Thursday, March 18, 2010

WANTED: DISPOSABLE DIAPERS FOR ENGLISH CLASS

After a hard day’s labor in the classroom, I sometimes wonder how long it will take for my carefully planned lessons to utterly vanish from my students’ minds. Will some of them disappear from their lives as fast as short-lived spring breezes? Will some last only as long as the shapes of clouds, which fade away almost as fast as they form? Or, if I’m lucky, will some lessons be as enduring as banana peels, which experts tell us take up to five weeks to decompose? It’s an honest question to ask when you’re teaching teenagers, whose lives transform as swiftly as weather patterns.

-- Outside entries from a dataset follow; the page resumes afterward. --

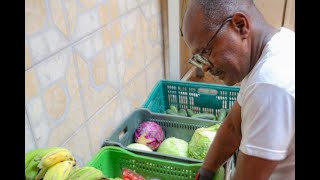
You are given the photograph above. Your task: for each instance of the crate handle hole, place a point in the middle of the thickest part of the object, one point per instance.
(207, 91)
(123, 132)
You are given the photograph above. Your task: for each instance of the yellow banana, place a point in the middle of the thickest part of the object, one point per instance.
(55, 157)
(41, 173)
(59, 171)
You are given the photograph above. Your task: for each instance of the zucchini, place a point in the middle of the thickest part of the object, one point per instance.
(204, 116)
(190, 112)
(183, 112)
(221, 114)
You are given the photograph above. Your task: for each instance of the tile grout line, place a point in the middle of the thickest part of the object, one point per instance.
(87, 35)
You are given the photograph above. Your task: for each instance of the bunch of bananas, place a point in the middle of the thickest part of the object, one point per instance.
(57, 163)
(48, 163)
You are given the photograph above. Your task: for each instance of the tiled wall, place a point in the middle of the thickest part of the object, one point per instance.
(88, 63)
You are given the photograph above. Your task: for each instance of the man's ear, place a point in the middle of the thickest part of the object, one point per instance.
(241, 24)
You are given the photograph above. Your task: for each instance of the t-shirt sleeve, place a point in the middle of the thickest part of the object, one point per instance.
(267, 126)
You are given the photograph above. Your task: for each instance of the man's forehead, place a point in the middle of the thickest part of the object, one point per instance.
(193, 28)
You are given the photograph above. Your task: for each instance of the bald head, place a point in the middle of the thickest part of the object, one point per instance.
(215, 11)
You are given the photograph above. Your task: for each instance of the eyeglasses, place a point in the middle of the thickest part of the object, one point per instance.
(198, 60)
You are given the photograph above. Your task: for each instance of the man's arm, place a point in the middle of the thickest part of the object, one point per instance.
(226, 141)
(251, 167)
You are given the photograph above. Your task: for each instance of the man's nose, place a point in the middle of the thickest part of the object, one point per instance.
(205, 67)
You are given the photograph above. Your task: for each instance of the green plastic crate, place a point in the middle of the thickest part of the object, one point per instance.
(173, 126)
(199, 97)
(111, 160)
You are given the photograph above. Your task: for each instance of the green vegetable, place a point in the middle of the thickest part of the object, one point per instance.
(204, 116)
(174, 146)
(170, 111)
(174, 108)
(200, 141)
(183, 112)
(190, 112)
(221, 114)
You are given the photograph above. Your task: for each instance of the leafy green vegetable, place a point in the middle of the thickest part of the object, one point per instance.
(174, 146)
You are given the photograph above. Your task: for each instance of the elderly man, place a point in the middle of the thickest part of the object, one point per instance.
(232, 40)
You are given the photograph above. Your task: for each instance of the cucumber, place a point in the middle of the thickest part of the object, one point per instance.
(174, 108)
(204, 116)
(221, 114)
(183, 112)
(170, 111)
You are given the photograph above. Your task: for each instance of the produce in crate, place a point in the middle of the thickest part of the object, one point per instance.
(150, 134)
(139, 146)
(174, 146)
(201, 140)
(59, 171)
(39, 161)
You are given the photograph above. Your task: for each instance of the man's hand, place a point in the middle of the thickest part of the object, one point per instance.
(253, 168)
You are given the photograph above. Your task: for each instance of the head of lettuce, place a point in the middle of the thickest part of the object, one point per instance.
(201, 141)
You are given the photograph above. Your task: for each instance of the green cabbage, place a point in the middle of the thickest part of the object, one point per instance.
(139, 147)
(174, 146)
(201, 141)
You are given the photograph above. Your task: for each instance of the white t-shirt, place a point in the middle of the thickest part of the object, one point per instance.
(267, 100)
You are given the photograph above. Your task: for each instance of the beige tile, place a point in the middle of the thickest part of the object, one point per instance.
(87, 22)
(55, 101)
(89, 47)
(104, 122)
(99, 69)
(45, 43)
(116, 30)
(153, 41)
(134, 64)
(107, 36)
(154, 73)
(129, 45)
(154, 29)
(88, 4)
(131, 4)
(114, 9)
(73, 117)
(94, 97)
(35, 15)
(58, 17)
(71, 11)
(79, 145)
(31, 84)
(27, 56)
(104, 14)
(136, 91)
(29, 141)
(39, 121)
(54, 68)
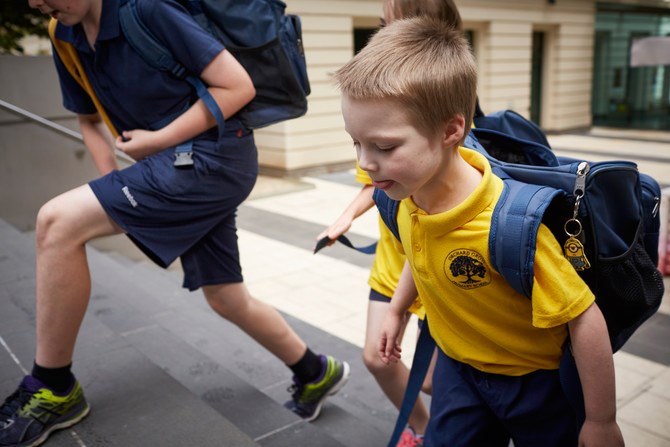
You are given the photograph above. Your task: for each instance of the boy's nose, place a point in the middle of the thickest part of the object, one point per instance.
(365, 161)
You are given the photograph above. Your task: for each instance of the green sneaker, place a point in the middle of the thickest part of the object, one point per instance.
(33, 412)
(307, 398)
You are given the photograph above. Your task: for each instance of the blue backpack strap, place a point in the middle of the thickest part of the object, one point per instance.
(156, 55)
(514, 225)
(425, 347)
(368, 249)
(388, 210)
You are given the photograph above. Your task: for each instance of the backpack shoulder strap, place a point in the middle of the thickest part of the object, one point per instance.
(425, 346)
(514, 225)
(155, 54)
(70, 58)
(388, 210)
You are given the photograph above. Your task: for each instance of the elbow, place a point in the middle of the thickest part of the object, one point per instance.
(250, 91)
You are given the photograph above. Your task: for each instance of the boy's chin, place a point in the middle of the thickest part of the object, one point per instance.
(395, 195)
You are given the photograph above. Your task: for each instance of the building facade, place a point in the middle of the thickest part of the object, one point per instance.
(557, 62)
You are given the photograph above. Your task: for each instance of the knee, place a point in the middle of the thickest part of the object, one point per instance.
(46, 223)
(228, 305)
(373, 363)
(427, 386)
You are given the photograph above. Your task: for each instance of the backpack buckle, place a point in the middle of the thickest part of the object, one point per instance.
(183, 159)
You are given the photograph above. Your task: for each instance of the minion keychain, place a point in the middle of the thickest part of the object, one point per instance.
(573, 249)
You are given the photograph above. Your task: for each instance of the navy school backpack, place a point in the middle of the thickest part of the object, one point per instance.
(265, 40)
(604, 214)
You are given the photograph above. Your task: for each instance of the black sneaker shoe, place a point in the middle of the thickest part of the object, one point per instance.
(307, 398)
(33, 412)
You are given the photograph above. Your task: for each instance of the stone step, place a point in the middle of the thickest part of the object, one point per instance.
(160, 367)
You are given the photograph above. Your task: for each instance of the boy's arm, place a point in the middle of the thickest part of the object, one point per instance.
(593, 355)
(403, 297)
(359, 205)
(99, 142)
(229, 85)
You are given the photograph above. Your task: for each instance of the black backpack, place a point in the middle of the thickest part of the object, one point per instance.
(265, 40)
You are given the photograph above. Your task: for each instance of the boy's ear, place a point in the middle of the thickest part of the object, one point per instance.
(454, 131)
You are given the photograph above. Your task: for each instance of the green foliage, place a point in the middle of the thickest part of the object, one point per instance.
(19, 20)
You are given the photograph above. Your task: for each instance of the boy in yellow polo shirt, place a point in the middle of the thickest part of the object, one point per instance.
(408, 99)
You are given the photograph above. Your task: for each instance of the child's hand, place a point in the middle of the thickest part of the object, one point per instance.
(139, 144)
(337, 229)
(389, 342)
(328, 236)
(600, 434)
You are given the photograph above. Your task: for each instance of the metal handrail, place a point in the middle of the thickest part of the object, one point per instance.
(55, 127)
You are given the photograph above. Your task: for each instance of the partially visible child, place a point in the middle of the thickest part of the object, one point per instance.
(388, 261)
(408, 99)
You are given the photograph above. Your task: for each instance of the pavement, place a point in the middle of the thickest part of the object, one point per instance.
(331, 292)
(325, 295)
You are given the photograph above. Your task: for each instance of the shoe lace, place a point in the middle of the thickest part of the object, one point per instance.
(14, 403)
(295, 390)
(409, 439)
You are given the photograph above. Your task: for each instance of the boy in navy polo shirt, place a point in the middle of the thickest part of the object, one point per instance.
(168, 212)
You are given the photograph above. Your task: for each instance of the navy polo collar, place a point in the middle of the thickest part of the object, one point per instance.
(109, 28)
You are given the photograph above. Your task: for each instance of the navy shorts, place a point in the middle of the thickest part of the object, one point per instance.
(188, 213)
(473, 408)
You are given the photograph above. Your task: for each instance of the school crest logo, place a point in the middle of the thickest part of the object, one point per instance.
(467, 269)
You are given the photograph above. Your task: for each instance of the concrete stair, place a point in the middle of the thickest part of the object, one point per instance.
(161, 369)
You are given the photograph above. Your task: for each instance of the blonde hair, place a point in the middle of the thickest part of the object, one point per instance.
(421, 63)
(444, 10)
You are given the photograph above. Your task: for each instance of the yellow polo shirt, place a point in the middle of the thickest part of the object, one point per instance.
(388, 262)
(475, 316)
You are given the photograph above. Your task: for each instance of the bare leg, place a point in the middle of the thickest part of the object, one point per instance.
(260, 321)
(392, 378)
(64, 225)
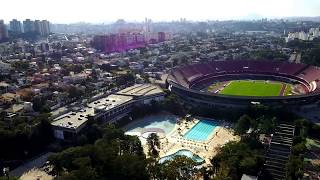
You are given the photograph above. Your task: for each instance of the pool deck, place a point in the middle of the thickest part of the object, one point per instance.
(175, 141)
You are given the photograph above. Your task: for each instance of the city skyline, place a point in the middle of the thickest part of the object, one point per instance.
(95, 11)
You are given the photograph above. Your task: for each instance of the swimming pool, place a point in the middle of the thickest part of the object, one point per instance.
(164, 122)
(182, 152)
(201, 131)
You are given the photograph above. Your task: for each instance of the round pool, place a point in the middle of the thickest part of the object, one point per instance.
(182, 152)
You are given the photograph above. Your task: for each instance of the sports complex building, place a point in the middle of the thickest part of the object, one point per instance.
(239, 83)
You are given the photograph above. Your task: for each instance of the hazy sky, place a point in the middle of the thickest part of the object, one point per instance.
(97, 11)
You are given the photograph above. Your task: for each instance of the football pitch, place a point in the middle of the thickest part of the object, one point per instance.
(252, 88)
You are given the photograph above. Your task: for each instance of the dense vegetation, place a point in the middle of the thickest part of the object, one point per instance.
(22, 138)
(310, 50)
(237, 158)
(114, 156)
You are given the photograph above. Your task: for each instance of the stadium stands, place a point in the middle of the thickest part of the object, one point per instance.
(279, 152)
(190, 75)
(189, 81)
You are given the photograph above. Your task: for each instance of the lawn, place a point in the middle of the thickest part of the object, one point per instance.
(252, 88)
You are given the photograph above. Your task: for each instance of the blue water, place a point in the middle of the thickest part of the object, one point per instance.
(165, 122)
(182, 152)
(201, 130)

I spend many hours each week painstakingly preparing what I believe are significant lesson plans, but, in my more skeptical moments, I think I may as well be preparing significant bubbles to blow into the breeze. As Emily Dickinson would know, my students’ brains are “wider than the sky”, providing plenty of room for my diminutive lesson plans to drift away in the distance, pop, and pass away. However, there may be hope. Scanning the Internet this morning, I came upon the fact that disposable diapers take upwards of 500 years to decompose. If diapers can withstand the years, why not lessons on symbolism and semicolons? Perhaps, without my realizing it, the lessons I share with my students each day settle inside them like diapers at the dump, silently persisting, refusing to go away. Perhaps years from, even generations from now, the remnants of a lesson on using participles may give off steam enough to set some future life in a fresh direction.